My parents have always been supportive of my writing. When I was little, my mom completely supported my dream of being an author; in fact, it is her belief in my writing that convinced me I would become published some day. I was also blessed with teachers growing up who recognized my writing ability and encouraged me to pursue it as well. But honestly, if it wasn’t for my parents, there is no way I would be where I am today.
6. What kind of writer are you? (Plotter, Pantser, Plantser)
I could never be a panster. I have to at least have an idea of what Act 1, Act 2, and Act 3 will consist of before I start writing. I can’t map out every scene of the book without writing it first, either. So I would definitely say that I am a planster: I don’t plot without writing, and I don’t write without plotting … if that’s even possible! Haha. In other words … my writing process is very complicated. Let’s just leave it at that! ;)
7. What parts of a story are your favorite to write?
Great question! I absolutely love writing endings: The part of the story when everything comes together. No, it might not end “happily” since that’s life; however, the character has learned through the process. She has fought a battle, which in return has helped her grow into a stronger person. I don’t always know exactly how a book will end. But that’s another reason why I find so much joy in writing the ending: It’s incredible to witness how God helps me tie up the loose ends and put every piece of the puzzle into place.
8. Where is your favorite place to write/what time of day do you write best?
My favorite time to write is in the mornings—my brain seems to be less cluttered at that time. I also love sipping on coffee as I write. ;) My current favorite place to write is in my bedroom, at my desk that overlooks a pond.
9. What inspired you to write Purple Moon?
I wanted to write a character-driven story that followed the journey of a teen girl struggling to overcome her past and longing for a new beginning. It was very much inspired by the song “By Your Side” by Tenth Avenue North, as well as the skit that many churches have performed to the song “Everything” by Lifehouse (which you can watch on YouTube). The setting of the book—Lake Lure, NC—was inspired simply based on a picture that I found of mountains over the lake.

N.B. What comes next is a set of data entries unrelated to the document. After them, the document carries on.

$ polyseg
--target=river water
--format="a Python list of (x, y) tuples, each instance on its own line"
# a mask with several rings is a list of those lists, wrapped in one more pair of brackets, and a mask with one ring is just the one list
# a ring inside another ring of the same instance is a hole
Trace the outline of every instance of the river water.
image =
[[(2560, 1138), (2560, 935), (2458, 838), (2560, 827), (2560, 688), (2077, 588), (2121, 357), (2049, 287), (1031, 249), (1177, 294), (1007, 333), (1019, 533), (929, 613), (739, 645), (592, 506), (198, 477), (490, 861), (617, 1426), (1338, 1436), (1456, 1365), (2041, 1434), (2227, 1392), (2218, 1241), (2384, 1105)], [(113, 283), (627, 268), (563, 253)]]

10. You run an awesome blog for teen writers. Do you have any advice for bloggers that are newer to this (like us)?
Thank you! Blogging is a great way to connect with other readers and writers. First of all, I would advise trying to stick to a certain schedule. It can become easy to think of blogging as a hobby rather than a priority. But if you want to establish a readership, then readers will need to know when they can expect to see a post. Once a week? Twice a week? Blogging is also great practice for striving to reach a deadline.
While trying to build a readership, it also helps to only write in specific categories. For instance—on my blog, I try to only write posts that could fall under the categories of faith and fiction. This will help to keep your blog focused, build a consistent audience rather than just spontaneous readers, and establish your brand (which always looks good to a potential agent/publisher).
11. Finally, if you could be any fictional character, who would you be?
That’s a really good question! Growing up, I always wanted to play Wendy in the musical Peter Pan. It’s one of my absolute favorite Disney stories. And Wendy seems to have such a maturity and boldness about her that I admire. Besides, who wouldn’t want to fly away to a land where you would never have to grow up?
That's it for today! Thanks, Tessa for answering our questions!
That's it for today! Thanks, Tessa for answering our questions!